Media vida le ha llevado ascender hasta la cúspide, demoliendo a su paso las osamentas devoradas de sus inanes adversarios. Desde las alturas siderales de su montaña de fruslerías columbra Evaristo cómo los cóndores y los gavilanes planean sometidos bajo sus pies. En la lontananza se extiende su imperio de bagatelas de oropel, cegándole el juicio con marchitos relumbres. La muchedumbre mundana consume miserias consuetudinarias y yerra apelmazada como un ejército de hormigas lisiadas.

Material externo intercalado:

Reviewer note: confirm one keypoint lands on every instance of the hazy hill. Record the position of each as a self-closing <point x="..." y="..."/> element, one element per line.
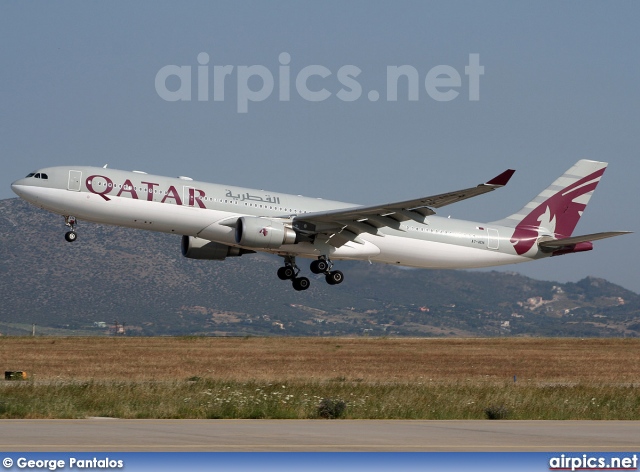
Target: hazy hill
<point x="141" y="279"/>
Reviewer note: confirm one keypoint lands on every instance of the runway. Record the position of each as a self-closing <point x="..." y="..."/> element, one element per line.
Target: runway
<point x="98" y="434"/>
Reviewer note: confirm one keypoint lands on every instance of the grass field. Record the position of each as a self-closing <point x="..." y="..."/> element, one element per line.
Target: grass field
<point x="515" y="378"/>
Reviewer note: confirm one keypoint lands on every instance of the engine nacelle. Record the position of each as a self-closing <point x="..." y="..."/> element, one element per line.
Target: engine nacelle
<point x="263" y="233"/>
<point x="196" y="248"/>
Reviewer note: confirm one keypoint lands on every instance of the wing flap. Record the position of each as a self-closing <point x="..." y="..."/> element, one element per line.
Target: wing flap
<point x="335" y="224"/>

¡Allá rutilan sus castillos y navegan sus bajeles! Atracan los navíos transatlánticos frente a las interminables monstruosidades de hormigón que ha erigido frente a la costa: hoteles de cuatro y cinco estrellas de altanería rayana a su egolatría.
Desde su faraónica montaña de fruslerías el mundo parece reductible y dúctil, y sus triviales moradores, meros borrones de un gazapo olvidable. Se deja Evaristo acariciar por una brisa sedosa y plateada. Se gira ensimismado para sembrar su verborrea en los oídos de vasallos menoscabados y parias sin futuro.
Pero está solo, colgado de un sueño paranoide entre las nubes. No hay siervos rindiendo pleitesía ante sus pies que hilvanen loas y odas y prosopopeyas en honor a su excelsitud. Tan sólo la estólida voz del eco le acompaña sobre su perecedera montaña de nimiedades, repitiendo en un canto monomaníaco que lo tiene todo, y sin embargo no tiene más que una baldía montaña de fruslerías.